Posted by Andrus Adamchik <an...@objectstyle.org>.
On Apr 26, 2006, at 7:46 PM, Cypher ! wrote:
> how do I turn the QueryLogger on and off?

http://objectstyle.org/confluence/display/CAYDOC/Configuring+Logging

> The problem I am having is the application is hitting the database  
> for virtually every request and not caching any data at all. [...]  
> How do I enable shared caching and other types of caching

You need to understand that there is no single solution to persistent  
data caching that will address all situations, short of keeping the  
entire database in memory, but if you are using Oracle, this is  
probably not what you want. Still Cayenne provides a number of  
facilities to do smart caching. You'll need to understand them and  
apply as appropriate:

1. Query caching. I assume you've seen this page:

http://objectstyle.org/confluence/display/CAYDOC/Caching+Query+Results

A SHARED_CACHE policy is especially helpful when reading shared  
static data, such as a list of countries or us states, etc.
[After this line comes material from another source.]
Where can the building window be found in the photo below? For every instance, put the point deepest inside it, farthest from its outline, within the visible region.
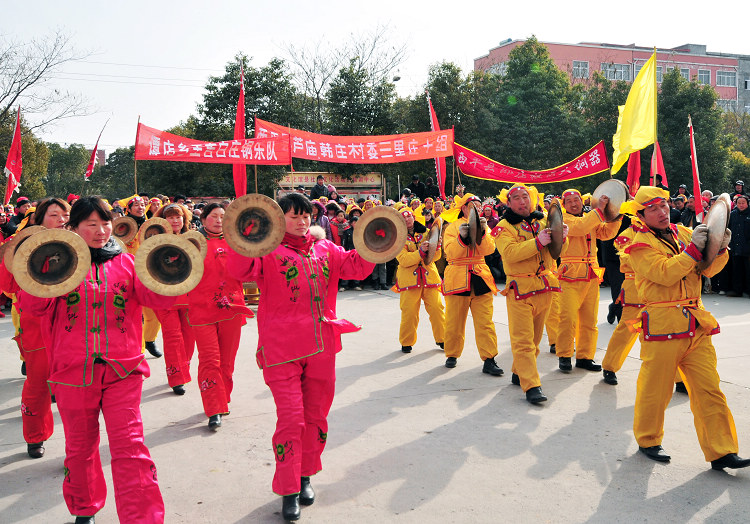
(580, 69)
(498, 69)
(726, 78)
(617, 71)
2. Prefetching - optimizing your queries:

http://objectstyle.org/confluence/display/CAYDOC/Prefetching


3. DataObjectUtils - object retrieval by PK will use shared cache if  
possible.


4. Relationship caching. This mostly applies to to-one relationships  
- cross-DataContext to-one relationships are automatically resolved  
from cache. You don't have to do anything.